O ideal é que implantássemos um modelo em que o dinheiro fosse programado conforme o tamanho da população, integrando as demandas de uma região, planejadas entre os municípios dessa mancha populacional. Dessa forma, o município teria que sentar com os demais de sua região para definir em que ele agregará de oferta de serviços, ou o que ele vai pagar para ser atendido em outro município dessa região.  A segunda questão é a integração entre estado e município. Porque quem tem capacidade de fazer a atenção secundária e terciária – onde entram as consultas de especialidade, procedimentos de maior complexidade e o atendimento hospitalar em grande medida é o estado, mesmo em municípios ricos. O modelo que está em discussão agora no Ministerio da Saúde é a ideia de que os municípios e o governo estadual têm que se entender para dizer como é o acesso a esses exames e internações de maior complexidade, pois isso está mal resolvido no Brasil inteiro.
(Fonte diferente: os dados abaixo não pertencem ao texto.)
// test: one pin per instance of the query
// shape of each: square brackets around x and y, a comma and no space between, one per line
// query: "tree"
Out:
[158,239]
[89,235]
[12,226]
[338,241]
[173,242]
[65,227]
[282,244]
Esse talvez seja o maior desafio deste momento no SUS: criar redes de atenção à saúde cogerenciadas entre municípios e estado para garantir acesso à média-alta complexidade. Hoje temos um monte de pequenos hospitais e um monte de UPAS que deixam o município feliz por estar aplicando dinheiro em assistência à saúde, criando empregos, mesmo sem conseguir oferecer procedimentos mais importantes, como cirurgias cardíacas. O melhor seria que reservasse parte desse dinheiro para pagar esses procedimentos nos hospitais adequados.

Esse é um modelo disruptivo que temos que perseguir, que envolve um plano regional para a programação do uso dos recursos por regiões de saúde. Tem estudos que indicam que no Brasil essas regiões seriam entre 300 e 400. Isso implicaria um melhor uso de recursos que não são poucos. Metade do orçamento que chega aos municípios vem do governo federal.

Como avalia a colaboração do Novo PAC para esse modelo? Há avaliações que apontam uma distribuição desequilibrada e pouco embasada dos recursos (leia mais aqui), que dá pouca atenção, por exemplo, a áreas como a telessaúde. Qual sua opinião?

A medicina digital, sem dúvida, é uma área fundamental. Mas esse é um plano que tem que nascer localmente. O que temos que buscar, reforço, é criar planos regionais que integrem estados e municípios. Sem isso, por exemplo, continuaremos jogando fora um monte de procedimentos, consultas, internações. Temos que conseguir fazer o que fazemos com transplantes: filas organizadas e únicas. Hoje, por exemplo, temos duas filas para consultas em São Paulo, do estado (CROSS) e do município (Siga), ambas ainda não conversam como deveriam, e o resultado é um absenteísmo que alcança 40%. O PAC pode ajudar, há temas importantes como o fortalecimento da indústria – veja o caso, por exemplo, da dificuldade em conseguir as doses de vacina contra a dengue necessárias para aplicar duas doses. Agora, o investimento em expansão de redes e procedimentos só será de fato eficiente com planejamento regional.

 


As opiniões expressas neste artigo são de responsabilidade exclusiva do autor, não refletindo necessariamente a opinião institucional da FGV.